DANTE pulse trains3 can be used to suppress moving spins above a certain cutoff (2 mm/s) while retaining stationary tissue signal. In the human brain, blood in arteries, arterioles, venules and veins is travelling faster than the cutoff velocity4, thus the blood signal can be mostly diminished. Capillary blood may survive the DANTE suppression due to its low velocity (<1 mm/s)4. However, the suppressed blood in arteriole continuously flows into capillary, causing the blood signal in capillary partially attenuated. A four-compartment model with blood flow and permeability effect is used to describe the DANTE suppression effect (Fig. 1). Due to the limited B1 coverage of the head coil at 7T, this suppression process occurs only in subject’s head. During DANTE, the blood signal in human brain is nulled to achieve a VASO contrast.
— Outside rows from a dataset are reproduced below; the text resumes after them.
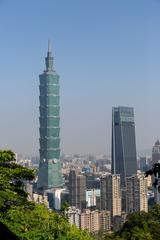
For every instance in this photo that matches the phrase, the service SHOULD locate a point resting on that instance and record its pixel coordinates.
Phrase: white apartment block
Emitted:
(136, 193)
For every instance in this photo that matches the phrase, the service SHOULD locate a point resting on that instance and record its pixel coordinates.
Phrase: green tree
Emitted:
(12, 179)
(26, 220)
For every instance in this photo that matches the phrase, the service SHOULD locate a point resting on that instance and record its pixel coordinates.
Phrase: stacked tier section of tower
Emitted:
(50, 175)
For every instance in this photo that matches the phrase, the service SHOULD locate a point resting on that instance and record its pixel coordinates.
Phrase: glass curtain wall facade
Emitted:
(124, 159)
(50, 175)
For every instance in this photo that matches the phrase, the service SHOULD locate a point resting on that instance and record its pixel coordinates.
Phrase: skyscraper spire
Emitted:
(49, 59)
(49, 46)
(50, 175)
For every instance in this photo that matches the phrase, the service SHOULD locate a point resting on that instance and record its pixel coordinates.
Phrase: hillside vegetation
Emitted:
(20, 219)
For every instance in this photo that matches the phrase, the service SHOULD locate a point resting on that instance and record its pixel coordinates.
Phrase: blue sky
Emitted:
(107, 53)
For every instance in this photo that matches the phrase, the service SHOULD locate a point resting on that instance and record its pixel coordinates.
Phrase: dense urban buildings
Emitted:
(93, 221)
(136, 193)
(50, 175)
(77, 187)
(156, 152)
(124, 160)
(111, 194)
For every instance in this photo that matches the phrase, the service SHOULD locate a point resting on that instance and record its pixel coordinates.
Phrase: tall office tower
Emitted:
(124, 161)
(156, 152)
(110, 194)
(50, 175)
(136, 193)
(77, 187)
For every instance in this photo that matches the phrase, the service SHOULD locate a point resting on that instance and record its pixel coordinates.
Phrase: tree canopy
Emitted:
(23, 219)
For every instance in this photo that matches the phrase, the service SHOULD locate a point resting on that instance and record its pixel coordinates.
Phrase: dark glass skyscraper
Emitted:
(124, 160)
(50, 175)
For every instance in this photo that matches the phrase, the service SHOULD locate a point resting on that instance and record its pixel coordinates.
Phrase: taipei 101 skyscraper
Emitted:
(50, 175)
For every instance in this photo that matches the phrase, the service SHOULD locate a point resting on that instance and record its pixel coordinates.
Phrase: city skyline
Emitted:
(107, 53)
(124, 154)
(50, 172)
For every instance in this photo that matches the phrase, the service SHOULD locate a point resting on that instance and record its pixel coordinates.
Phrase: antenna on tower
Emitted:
(49, 45)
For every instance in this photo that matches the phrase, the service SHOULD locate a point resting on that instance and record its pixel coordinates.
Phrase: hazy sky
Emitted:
(107, 53)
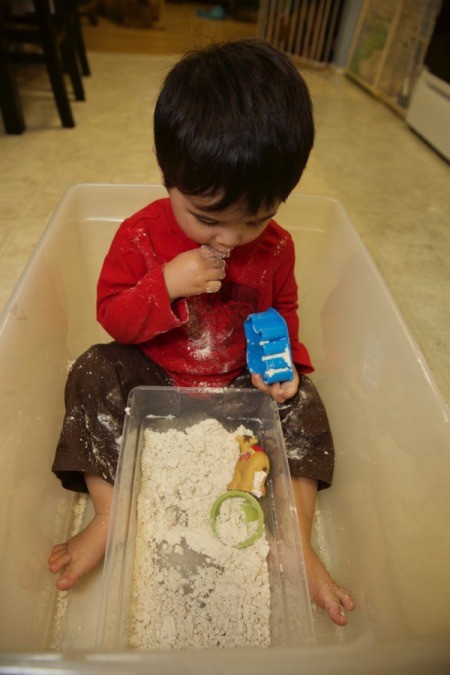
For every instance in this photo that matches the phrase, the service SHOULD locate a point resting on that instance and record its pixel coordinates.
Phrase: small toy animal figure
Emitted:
(252, 460)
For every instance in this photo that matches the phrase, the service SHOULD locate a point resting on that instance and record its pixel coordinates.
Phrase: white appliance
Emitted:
(429, 110)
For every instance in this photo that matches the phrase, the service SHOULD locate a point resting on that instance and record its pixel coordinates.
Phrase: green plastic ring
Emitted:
(253, 511)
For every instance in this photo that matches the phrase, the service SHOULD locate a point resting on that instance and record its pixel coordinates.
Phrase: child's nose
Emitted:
(228, 238)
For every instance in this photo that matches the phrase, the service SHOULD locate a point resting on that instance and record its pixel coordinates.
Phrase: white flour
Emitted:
(189, 588)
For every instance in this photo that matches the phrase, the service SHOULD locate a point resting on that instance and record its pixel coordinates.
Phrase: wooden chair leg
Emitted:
(71, 66)
(9, 98)
(53, 61)
(79, 44)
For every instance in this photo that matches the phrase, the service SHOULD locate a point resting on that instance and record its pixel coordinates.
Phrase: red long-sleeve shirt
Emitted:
(200, 340)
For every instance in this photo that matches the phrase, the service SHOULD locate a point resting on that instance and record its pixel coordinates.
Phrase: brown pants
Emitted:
(96, 396)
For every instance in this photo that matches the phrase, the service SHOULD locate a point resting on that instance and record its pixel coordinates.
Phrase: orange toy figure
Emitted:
(252, 467)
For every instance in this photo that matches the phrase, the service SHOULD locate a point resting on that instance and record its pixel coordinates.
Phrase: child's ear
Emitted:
(161, 175)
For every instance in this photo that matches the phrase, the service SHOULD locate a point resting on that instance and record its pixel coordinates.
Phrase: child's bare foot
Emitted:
(80, 554)
(324, 590)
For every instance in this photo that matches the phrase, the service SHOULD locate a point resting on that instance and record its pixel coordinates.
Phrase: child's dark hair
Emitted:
(234, 120)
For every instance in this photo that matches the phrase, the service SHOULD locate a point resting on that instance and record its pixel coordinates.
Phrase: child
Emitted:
(233, 130)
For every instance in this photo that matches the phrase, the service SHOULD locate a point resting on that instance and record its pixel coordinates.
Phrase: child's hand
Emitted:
(194, 272)
(280, 391)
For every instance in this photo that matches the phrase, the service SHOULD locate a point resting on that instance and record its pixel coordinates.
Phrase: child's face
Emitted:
(222, 230)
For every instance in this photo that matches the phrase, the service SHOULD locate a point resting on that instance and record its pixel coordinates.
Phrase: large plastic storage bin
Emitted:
(383, 528)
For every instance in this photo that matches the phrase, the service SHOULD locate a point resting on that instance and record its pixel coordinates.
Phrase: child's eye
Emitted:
(206, 221)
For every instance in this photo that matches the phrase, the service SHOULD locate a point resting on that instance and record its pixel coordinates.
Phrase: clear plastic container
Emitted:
(165, 408)
(382, 528)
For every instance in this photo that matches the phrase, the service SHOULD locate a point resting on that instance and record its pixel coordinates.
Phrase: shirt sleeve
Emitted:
(286, 303)
(133, 305)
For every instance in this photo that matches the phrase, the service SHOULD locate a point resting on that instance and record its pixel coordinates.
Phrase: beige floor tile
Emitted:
(392, 185)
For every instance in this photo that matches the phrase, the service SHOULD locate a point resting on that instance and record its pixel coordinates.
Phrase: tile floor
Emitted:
(394, 187)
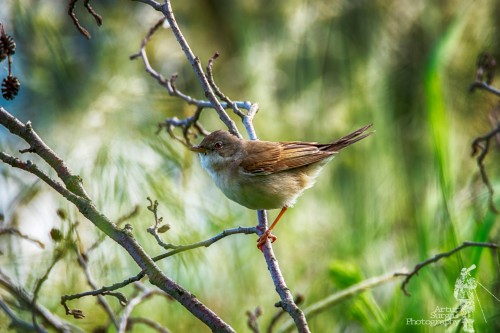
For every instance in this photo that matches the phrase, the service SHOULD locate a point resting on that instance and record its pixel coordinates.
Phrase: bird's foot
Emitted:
(262, 239)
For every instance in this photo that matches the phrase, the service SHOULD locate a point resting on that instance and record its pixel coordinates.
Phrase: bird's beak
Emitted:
(198, 149)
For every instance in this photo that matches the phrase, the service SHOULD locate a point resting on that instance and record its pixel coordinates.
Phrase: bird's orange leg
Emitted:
(267, 234)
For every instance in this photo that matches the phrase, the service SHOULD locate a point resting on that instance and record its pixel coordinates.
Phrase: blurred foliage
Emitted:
(318, 69)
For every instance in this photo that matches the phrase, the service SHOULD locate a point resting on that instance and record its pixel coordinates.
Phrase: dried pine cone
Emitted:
(7, 46)
(10, 87)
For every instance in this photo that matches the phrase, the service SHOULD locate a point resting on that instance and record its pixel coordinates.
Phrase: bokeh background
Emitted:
(318, 69)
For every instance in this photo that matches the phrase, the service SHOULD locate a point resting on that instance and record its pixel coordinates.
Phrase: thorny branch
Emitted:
(485, 73)
(13, 231)
(438, 257)
(74, 192)
(71, 13)
(212, 92)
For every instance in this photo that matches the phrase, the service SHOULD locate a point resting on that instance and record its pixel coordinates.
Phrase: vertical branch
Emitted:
(195, 63)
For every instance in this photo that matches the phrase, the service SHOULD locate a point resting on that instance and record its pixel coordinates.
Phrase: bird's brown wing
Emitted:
(271, 157)
(266, 157)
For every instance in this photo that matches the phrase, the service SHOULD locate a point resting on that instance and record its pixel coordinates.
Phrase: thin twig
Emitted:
(76, 194)
(13, 231)
(253, 317)
(482, 144)
(326, 303)
(178, 249)
(483, 85)
(148, 322)
(274, 320)
(76, 22)
(438, 257)
(287, 302)
(25, 298)
(82, 261)
(185, 124)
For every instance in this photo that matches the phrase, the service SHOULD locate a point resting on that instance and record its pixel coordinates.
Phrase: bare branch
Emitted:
(274, 320)
(480, 147)
(438, 257)
(145, 294)
(13, 231)
(340, 296)
(76, 22)
(208, 242)
(148, 322)
(82, 261)
(252, 321)
(76, 194)
(484, 86)
(287, 302)
(25, 298)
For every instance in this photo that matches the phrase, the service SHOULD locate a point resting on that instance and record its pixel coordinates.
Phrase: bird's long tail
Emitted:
(349, 139)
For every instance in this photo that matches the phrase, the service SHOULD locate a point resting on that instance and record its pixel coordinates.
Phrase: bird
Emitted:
(264, 175)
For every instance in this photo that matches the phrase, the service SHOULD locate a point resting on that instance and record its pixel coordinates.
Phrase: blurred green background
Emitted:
(318, 69)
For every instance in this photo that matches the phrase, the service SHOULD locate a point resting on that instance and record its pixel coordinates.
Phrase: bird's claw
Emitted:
(262, 239)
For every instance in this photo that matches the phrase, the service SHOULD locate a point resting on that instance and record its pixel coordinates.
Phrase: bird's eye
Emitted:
(218, 145)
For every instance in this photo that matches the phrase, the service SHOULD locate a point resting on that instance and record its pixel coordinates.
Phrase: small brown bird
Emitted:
(267, 175)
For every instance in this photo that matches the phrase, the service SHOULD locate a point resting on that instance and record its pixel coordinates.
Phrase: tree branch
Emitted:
(76, 194)
(340, 296)
(438, 257)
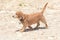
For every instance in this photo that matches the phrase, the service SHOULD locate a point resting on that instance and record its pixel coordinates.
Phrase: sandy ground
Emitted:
(9, 25)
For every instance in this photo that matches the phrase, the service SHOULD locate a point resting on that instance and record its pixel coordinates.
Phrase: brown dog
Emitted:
(28, 19)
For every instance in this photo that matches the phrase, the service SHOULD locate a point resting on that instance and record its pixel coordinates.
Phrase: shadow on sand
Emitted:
(33, 29)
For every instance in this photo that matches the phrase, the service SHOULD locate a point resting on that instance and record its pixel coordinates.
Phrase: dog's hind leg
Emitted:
(44, 21)
(37, 25)
(23, 28)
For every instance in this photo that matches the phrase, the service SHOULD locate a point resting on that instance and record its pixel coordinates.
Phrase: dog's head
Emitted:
(19, 15)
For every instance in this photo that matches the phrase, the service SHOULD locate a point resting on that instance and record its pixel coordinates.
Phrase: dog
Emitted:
(28, 19)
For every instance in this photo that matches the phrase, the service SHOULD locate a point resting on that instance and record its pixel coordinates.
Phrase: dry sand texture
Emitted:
(8, 25)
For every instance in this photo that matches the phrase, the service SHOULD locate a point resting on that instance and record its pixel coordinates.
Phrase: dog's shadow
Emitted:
(35, 29)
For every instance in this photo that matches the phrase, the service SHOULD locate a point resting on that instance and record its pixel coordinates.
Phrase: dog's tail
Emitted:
(44, 8)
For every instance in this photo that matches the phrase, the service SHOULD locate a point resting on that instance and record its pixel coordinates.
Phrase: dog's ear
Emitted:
(21, 18)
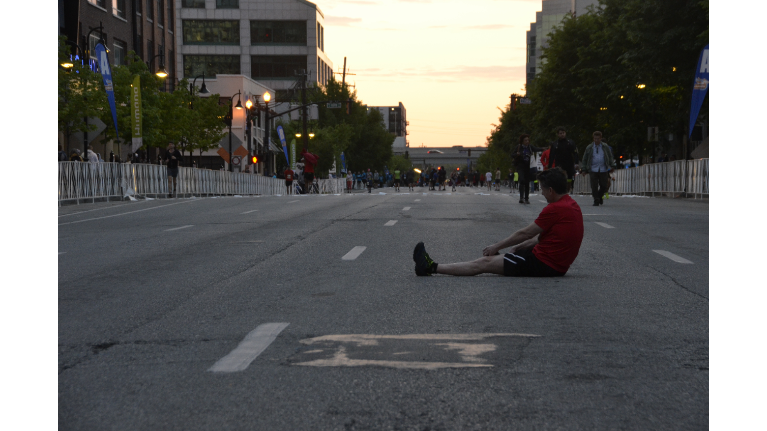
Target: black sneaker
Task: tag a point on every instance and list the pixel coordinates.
(423, 263)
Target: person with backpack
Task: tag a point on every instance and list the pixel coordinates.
(522, 156)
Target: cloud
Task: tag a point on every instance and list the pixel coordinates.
(341, 21)
(488, 27)
(448, 74)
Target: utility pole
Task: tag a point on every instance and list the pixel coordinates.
(305, 134)
(343, 76)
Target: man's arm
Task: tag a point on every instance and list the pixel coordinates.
(523, 238)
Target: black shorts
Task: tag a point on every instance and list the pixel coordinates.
(525, 264)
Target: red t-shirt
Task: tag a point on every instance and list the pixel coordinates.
(560, 241)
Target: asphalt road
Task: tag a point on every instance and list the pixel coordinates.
(262, 314)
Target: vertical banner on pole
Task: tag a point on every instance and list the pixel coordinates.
(135, 101)
(106, 74)
(700, 89)
(281, 134)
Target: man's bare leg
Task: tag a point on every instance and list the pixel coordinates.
(483, 265)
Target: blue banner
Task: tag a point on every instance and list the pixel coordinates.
(700, 89)
(106, 73)
(281, 134)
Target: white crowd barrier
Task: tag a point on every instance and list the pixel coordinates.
(681, 176)
(79, 181)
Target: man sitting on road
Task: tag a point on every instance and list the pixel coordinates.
(545, 248)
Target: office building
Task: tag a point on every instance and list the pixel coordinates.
(551, 15)
(395, 121)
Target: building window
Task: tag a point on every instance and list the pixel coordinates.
(160, 12)
(276, 66)
(170, 15)
(92, 41)
(278, 32)
(150, 55)
(118, 8)
(211, 32)
(227, 4)
(120, 50)
(210, 65)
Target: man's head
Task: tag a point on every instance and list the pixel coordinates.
(597, 137)
(555, 180)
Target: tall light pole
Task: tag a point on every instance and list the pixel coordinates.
(267, 127)
(231, 119)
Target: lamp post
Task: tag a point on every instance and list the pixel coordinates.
(231, 119)
(267, 128)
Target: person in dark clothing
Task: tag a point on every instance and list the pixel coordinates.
(522, 162)
(563, 154)
(172, 157)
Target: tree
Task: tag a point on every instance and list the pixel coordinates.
(80, 94)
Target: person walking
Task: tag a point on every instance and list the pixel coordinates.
(545, 248)
(289, 175)
(599, 163)
(516, 181)
(522, 156)
(369, 180)
(564, 154)
(172, 157)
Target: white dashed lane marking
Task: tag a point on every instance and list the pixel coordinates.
(177, 228)
(672, 256)
(249, 348)
(354, 253)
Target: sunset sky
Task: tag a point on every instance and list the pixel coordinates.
(452, 63)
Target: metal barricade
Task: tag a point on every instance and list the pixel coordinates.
(690, 177)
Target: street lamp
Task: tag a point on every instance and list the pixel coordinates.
(231, 119)
(267, 98)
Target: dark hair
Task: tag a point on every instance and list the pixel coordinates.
(554, 178)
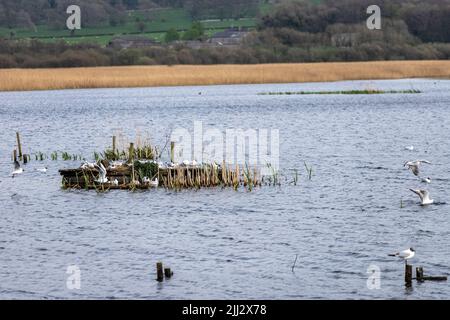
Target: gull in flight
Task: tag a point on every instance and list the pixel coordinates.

After DANTE, the fresh blood outside of the coil coverage flows into the image volume and replace the nulled blood, which generates a perfusion contrast.
The sequence is implemented to acquire fMRI signal alternately between DANTE and CTRL conditions (Fig. 2A). In DANTE condition, 3D-EPI readout-modules5 are interleaved with DANTE pulses acquiring images sensitive to CBV changes known as VASO. The sequence scheme for CTRL condition is identical to DANTE condition, except that DANTE-RF pulses are switched off (α=0°). In CTRL condition, during the time between immediate after previous DANTE suppression and center k-space of current 3D-EPI acquisition, the blood signal recovers to a relatively high level due to T1-relaxaztion and further increases dramatically when fresh blood arrives (Fig. 2B-C; ATT, arterial transit time). Hence, the CTRL image is sensitive to CBF changes. The magnetization evolution of each compartment in longitudinal and readout directions is simulated based on Bloch equation of the four-compartment model (Fig. 2B-C).
The VAPER signal is generated as the difference between CTRL and DANTE conditions. It reflects an integrated effect of both CBV and CBF changes (Fig. 2D). Since the image intensity of DANTE condition is about 70-80% of the CTRL condition, the BOLD signal between these two conditions are quite similar. From the subtraction between DANTE and CTRL, BOLD contribution can be dramatically decreased while the intravascular contribution of CBV and CBF are boosted. To remove any remaining BOLD contribution from VAPER signal change, one may further divide the VAPER subtraction signal by CTRL signal to factor out the exp(TE/T2*) term.